So, for the last two weeks, my husband and I have been in England. We went over because Brian had a wedding that he shot, but it was so much more than just a working vacation. It didn't even feel like we went there for a wedding. That part of it went so fast and seemed so insignificant in the light of everything else that we did.
Not that it was a bad wedding, not that he didn't get lots of good shots, it's just that last time we were there we were so close to Simon and Lottie that it really was about the wedding, and then we went home right afterward, whereas this time, we had a week before and a week after to just enjoy ourselves and meet new people and see new places. It was absolutely amazing!

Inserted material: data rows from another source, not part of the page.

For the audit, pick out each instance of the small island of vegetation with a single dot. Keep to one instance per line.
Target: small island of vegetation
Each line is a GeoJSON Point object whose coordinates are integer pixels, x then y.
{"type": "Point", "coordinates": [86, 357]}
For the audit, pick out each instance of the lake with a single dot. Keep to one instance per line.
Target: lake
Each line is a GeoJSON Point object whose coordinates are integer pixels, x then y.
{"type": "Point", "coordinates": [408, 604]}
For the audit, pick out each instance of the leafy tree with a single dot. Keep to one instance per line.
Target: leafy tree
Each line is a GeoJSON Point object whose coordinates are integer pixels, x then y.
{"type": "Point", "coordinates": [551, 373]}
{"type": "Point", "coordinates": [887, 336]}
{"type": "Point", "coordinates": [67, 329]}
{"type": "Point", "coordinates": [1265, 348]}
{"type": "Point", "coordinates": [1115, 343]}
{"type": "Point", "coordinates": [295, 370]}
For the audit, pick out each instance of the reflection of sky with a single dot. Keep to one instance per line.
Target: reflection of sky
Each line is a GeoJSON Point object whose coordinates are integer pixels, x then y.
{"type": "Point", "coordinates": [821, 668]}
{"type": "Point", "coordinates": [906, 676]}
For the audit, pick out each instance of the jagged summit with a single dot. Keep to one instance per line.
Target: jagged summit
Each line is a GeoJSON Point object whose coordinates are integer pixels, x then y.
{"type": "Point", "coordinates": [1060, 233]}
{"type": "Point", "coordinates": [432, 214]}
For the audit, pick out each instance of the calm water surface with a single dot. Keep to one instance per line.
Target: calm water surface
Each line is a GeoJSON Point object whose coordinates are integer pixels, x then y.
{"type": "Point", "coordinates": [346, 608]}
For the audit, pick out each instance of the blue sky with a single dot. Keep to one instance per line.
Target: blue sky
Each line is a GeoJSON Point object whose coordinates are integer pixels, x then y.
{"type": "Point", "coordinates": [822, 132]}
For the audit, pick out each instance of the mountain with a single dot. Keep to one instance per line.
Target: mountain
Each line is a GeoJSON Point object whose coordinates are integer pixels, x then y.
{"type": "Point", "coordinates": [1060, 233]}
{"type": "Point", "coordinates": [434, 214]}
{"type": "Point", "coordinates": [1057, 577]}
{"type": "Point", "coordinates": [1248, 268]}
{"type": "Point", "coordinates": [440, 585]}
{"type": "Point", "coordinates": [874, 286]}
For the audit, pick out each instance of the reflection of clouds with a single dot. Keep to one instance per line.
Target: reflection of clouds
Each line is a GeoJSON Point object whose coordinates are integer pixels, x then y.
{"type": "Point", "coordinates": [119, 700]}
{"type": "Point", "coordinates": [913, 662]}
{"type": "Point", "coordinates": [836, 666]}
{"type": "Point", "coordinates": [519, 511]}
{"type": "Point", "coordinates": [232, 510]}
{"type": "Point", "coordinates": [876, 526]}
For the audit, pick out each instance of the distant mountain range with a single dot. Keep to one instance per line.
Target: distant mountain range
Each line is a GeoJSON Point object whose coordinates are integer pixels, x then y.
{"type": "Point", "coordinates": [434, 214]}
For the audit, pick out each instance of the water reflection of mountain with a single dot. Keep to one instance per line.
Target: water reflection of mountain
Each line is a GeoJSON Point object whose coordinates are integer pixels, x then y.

We went to London, Dorking, Cardiff, Taunton, Exeter, Wellington, Lynton and Lynmouth, the Quintox, Hawk something Reservoir, and Bath. It truly was an amazing experience!
I miss my girls, though. They've been in Atlanta for the last 2 weeks. I really miss them. I'm going to go get them in just a few minutes. Did I mention that I miss them? Harmony is saying words and Sommer is fully potty trained. They are growing up so fast, and I feel like I'm missing it. Soon I will see them, though. I'm pumping right now, hoping to get my milk back up from where I let it get down so that we could go out during the day and not have to worry about lugging the pump around. Hopefully that helps.
I need to unpack so badly. I did the laundry that was left over. I was hoping to unpack and put away the dirty clothes, but I walked to Starbucks instead. That was good, though. I'm glad that I did it. I feel like I needed the exercise and I needed the time to just think and dream and pray. So much of my mind is still on England. I'm trying really hard not to fall into the trap of trying to go back. It was a great trip. We made so many friends. But now we're back here. We're where God has us right now. I need to be content. God will provide everything that we need.
12I know what it is to be in need, and I know what it is to have plenty. I have learned the secret of being content in any and every situation, whether well fed or hungry, whether living in plenty or in want. 13I can do everything through him who gives me strength.